Organisational Dysfunction of the Day
Local optimisations
Context: Any work group of people want to improve their way of working if they could, removing unnecessary work, resources or waste, as Lean calls it. Agile gave the teams that ability, at least to a large extent. Some may only be able to adjust technical issues, while others may even be empowered to decide how they want to do work. For example, one team decides they want to move to an event-driven architecture, while another wants to replace Scrum with Kanban. All great local optimisations that they should be able to do, but often are prevented from doing so, as they need to interact with other teams and are not able to get them to adjust. Or management may not let them because of the impact it has. Again, teams are stuck.
OST explains: This issue is not directly related to OST necessarily, but more to the parts-to-whole relation that comes out of systems thinking, which OST clearly is. Local optimisations in a part are perfect if it does not affect anyone else, which is rarely the case as parts are interconnected with other parts, often even through the shared relation they have to the whole.
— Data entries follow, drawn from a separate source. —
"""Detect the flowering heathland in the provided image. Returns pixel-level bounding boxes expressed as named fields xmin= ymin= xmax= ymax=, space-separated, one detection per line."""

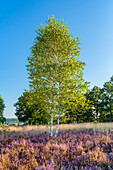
xmin=0 ymin=124 xmax=113 ymax=169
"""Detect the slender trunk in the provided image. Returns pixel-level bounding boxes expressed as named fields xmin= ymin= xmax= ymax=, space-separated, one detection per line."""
xmin=110 ymin=104 xmax=112 ymax=122
xmin=54 ymin=103 xmax=61 ymax=138
xmin=49 ymin=52 xmax=56 ymax=137
xmin=96 ymin=104 xmax=99 ymax=122
xmin=54 ymin=114 xmax=60 ymax=138
xmin=50 ymin=110 xmax=53 ymax=137
xmin=77 ymin=114 xmax=79 ymax=123
xmin=28 ymin=119 xmax=32 ymax=125
xmin=96 ymin=110 xmax=98 ymax=122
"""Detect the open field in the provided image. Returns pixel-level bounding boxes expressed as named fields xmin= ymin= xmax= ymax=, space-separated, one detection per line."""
xmin=0 ymin=123 xmax=113 ymax=169
xmin=2 ymin=122 xmax=113 ymax=134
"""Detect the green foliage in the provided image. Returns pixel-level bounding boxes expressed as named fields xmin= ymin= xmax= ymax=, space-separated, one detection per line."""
xmin=65 ymin=78 xmax=113 ymax=124
xmin=64 ymin=97 xmax=94 ymax=123
xmin=102 ymin=75 xmax=113 ymax=122
xmin=14 ymin=91 xmax=49 ymax=125
xmin=0 ymin=95 xmax=5 ymax=117
xmin=85 ymin=86 xmax=103 ymax=122
xmin=0 ymin=95 xmax=6 ymax=124
xmin=0 ymin=117 xmax=6 ymax=124
xmin=80 ymin=75 xmax=113 ymax=123
xmin=93 ymin=120 xmax=98 ymax=124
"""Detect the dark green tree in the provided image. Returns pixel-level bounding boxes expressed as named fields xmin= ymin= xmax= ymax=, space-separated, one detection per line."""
xmin=85 ymin=86 xmax=103 ymax=122
xmin=14 ymin=91 xmax=49 ymax=125
xmin=64 ymin=97 xmax=94 ymax=123
xmin=102 ymin=76 xmax=113 ymax=122
xmin=0 ymin=95 xmax=6 ymax=124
In a purposeful social system, even more so, as not only must the changes physically fit, but they must also align with the shared purpose of the system as a whole. Most organisations deal with this paradox, the interest of the parts vs. the whole, by designing top down, creating guardrails for the parts to operate within, giving them limited freedom. OST, on the other hand, replaces this centralisation of command and control by distributing it to the parts, where they can design their own work as long as they make sure it aligns with the goals of the system as a whole, like business goals and strategic plans, and, just as importantly, coordinate with all the affected parties. This enables local optimisations for the benefit of the whole.